The 8000 series incorporates the new technologies that debuted in December, notably more-powerful Radeon 700-series integrated graphics (the “M” designation is for mobile) and generationally improved AI processing with AMD’s XDNA neural processing.

Mainstream Ryzen desktop CPU specs

Max boost (GHz) Cores Threads NPU Power class Integrated graphics Generation (socket)
Ryzen 7 8700G 5.1 8 16 Yes 65W Radeon 780M Zen 4 (AM5)
Ryzen 5 8600G 5.0 6 12 Yes 65W Radeon 760M Zen 4 (AM5)
Ryzen 5 8500G 5.0 6 12 Yes 65W Radeon 740M Zen 4 (AM5)
Ryzen 3 8300G 4.9 4 8 Yes 65W Radeon 740M Zen 4 (AM5)
Ryzen 7 5700X3D 4.1 8 16 No 105W None Zen 3 (AM4)
Ryzen 7 5700 4.6 8 16 No 65W None Zen 3 (AM4)
Ryzen 5 5600GT 4.6 6 12 No 65W Radeon Graphics Zen 3 (AM4)
Ryzen 5 5500GT 4.4 6 12 No 65W Radeon Graphics Zen 3 (AM4)

The 8000 series requires AMD’s newest-generation AM5 socket, which makes it suboptimal for DIY upgraders, who probably have older motherboards, or buyers on a really tight budget. Because of this, AMD has also expanded its last-gen 5000 series with new CPUs that can fit into the older AM4 socket, but they have inferior integrated graphics and lack any sort of dedicated AI acceleration.
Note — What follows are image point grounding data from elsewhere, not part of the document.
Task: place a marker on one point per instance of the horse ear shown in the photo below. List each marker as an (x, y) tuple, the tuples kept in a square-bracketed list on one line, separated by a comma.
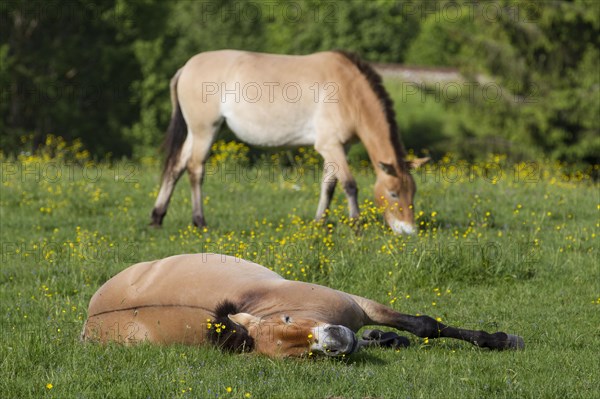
[(418, 162), (387, 168), (243, 319)]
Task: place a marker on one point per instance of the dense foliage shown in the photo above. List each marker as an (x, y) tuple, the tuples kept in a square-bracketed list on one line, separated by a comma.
[(99, 71)]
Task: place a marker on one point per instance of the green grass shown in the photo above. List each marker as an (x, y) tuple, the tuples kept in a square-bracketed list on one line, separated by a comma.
[(518, 255)]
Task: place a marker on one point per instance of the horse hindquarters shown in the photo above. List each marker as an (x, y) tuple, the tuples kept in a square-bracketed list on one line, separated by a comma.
[(154, 324)]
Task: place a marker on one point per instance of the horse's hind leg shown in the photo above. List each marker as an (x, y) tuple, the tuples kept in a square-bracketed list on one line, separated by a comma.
[(427, 327), (170, 177), (336, 168), (203, 138)]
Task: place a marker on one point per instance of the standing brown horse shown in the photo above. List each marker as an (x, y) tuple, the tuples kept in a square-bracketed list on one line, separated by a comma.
[(326, 100), (239, 305)]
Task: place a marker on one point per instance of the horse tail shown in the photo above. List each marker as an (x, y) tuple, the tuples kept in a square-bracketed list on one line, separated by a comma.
[(177, 130)]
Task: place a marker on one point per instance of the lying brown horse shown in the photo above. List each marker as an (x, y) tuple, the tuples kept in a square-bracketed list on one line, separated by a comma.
[(239, 305), (326, 100)]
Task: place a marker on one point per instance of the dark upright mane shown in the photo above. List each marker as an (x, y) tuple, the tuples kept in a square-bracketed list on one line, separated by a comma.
[(226, 334), (387, 104)]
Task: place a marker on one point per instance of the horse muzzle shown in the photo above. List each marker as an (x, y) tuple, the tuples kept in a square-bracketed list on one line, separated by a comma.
[(332, 340)]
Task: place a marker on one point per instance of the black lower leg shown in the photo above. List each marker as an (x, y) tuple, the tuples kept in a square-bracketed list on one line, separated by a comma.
[(427, 327), (157, 217)]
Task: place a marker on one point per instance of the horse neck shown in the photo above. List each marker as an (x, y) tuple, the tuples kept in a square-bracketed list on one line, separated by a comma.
[(374, 133)]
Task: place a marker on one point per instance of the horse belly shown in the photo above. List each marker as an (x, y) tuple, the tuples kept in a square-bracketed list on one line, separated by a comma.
[(266, 127)]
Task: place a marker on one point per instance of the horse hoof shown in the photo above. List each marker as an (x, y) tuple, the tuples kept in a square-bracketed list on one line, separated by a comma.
[(515, 342)]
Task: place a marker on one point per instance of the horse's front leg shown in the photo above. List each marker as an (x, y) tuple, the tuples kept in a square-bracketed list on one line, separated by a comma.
[(427, 327)]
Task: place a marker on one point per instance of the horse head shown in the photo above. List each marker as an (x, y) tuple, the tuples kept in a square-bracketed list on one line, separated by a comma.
[(280, 335)]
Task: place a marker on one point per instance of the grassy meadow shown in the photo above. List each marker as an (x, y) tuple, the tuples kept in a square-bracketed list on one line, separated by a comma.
[(501, 247)]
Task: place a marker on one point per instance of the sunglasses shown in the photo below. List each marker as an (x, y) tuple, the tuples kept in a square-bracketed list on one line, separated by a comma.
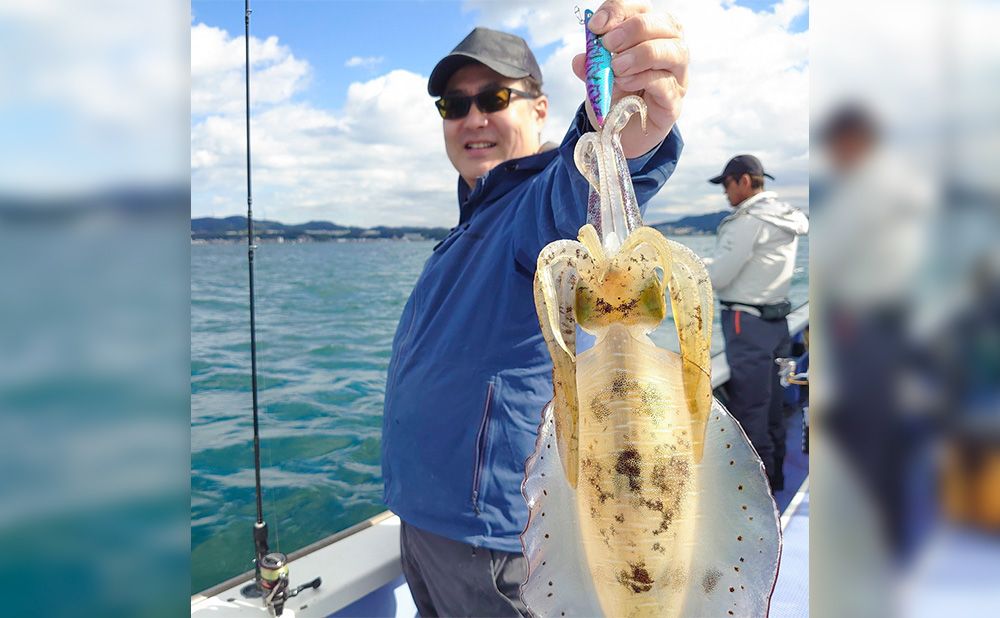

Most notable among them is the Ryzen 7 5700X3D, which uses AMD’s stacked-chip design (denoted by “X3D”) for faster-than-usual performance; it’s typically for gaming PCs with standalone graphics cards in them, and in this case, for midpriced systems.

Previously, the company’s AMD Advantage badging program denoted systems that maxed out all the AMD components and features possible and were designed in conjunction with AMD to do so. Now, those are being bumped up to a new AMD Advantage Premium slot, and poor, generic AMD Advantage will be used to denote more hands-off relationships — AMD “verified” without “rigorous qualification.” 

This opens up marketing subsidies for custom builders and more prebuilt systems or laptops that don’t merit the co-development — companies such as Maingear, CLX, ABS and CyberPower PC — and existing partners including HP and Asus. Like Intel’s Evo badging, it rarely impacts your buying decisions in a meaningful way.